Lily’s Project, titled “Floral Grief” investigates the impact that plastic flowers (often placed on grave sites) have on the surrounding environment.
Lily says:
When I was about 5 years old, I collected some plastic flowers at Cornelian Bay during a City of Hobart Bushcare activity. I took the flowers home and put them in my cubby house. Over time, some were thrown out but one bunch remained in our garden and even now, over 10 years later, having been out in the weather for that whole time, it is still clearly recognisable as a bunch of flowers.
The flowers Lily collected when she was 10 years old were blown from the cemetery at Cornelian Bay, down to the waterfront. Over the course of this year, Lily has collected over ten full, large rubbish bags of plastic flowers and vases that have blown from the cemetery into the surrounding bushland and foreshore. Lily has used these flowers to create this artwork, to bring awareness to the community about the use of plastic flowers and how they are impacting the environment.
From Lily’s Artists Statement:
Plastic flowers, while pretty, cheap and often convenient:
- Last in the environment for years and years
- Blow off graves into the surrounding bushland, River Derwent and the ocean extremely easily
- Break down into even more harmful microplastics
- Fresh flowers (without any plastic wrappings)

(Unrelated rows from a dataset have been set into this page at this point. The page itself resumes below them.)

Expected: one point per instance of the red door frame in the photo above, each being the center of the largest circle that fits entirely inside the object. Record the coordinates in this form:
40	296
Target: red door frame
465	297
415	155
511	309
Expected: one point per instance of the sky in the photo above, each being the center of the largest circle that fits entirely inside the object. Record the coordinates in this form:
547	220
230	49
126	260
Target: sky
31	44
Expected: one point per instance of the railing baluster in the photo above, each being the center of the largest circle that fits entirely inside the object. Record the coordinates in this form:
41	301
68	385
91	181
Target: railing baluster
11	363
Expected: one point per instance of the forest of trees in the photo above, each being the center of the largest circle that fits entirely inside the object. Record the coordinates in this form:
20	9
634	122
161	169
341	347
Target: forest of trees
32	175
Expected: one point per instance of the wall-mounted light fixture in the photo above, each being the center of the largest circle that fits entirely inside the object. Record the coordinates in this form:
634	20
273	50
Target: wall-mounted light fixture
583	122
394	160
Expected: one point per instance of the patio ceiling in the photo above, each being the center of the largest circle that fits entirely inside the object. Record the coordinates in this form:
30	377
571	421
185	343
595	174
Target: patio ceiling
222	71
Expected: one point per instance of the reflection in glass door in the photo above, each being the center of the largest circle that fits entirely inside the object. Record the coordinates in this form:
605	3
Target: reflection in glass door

- planting a shrub or small plant in a pot
- using silk, ceramic, wood or metal “flowers”
Lily says:
Through this sculpture, I wanted to raise awareness about how the earth is becoming more and more polluted as a result of plastics, like these flowers. For this reason, I decided to make a coffin, a symbol of death and place a model of the Earth inside.
Floral Grief was on display at the Cornelian Bay foreshore, May and June 2020.
Please note that Cornelian Bay Cemetery does not allow plastic flowers on new sites, but still has many old sites that have plastic flowers.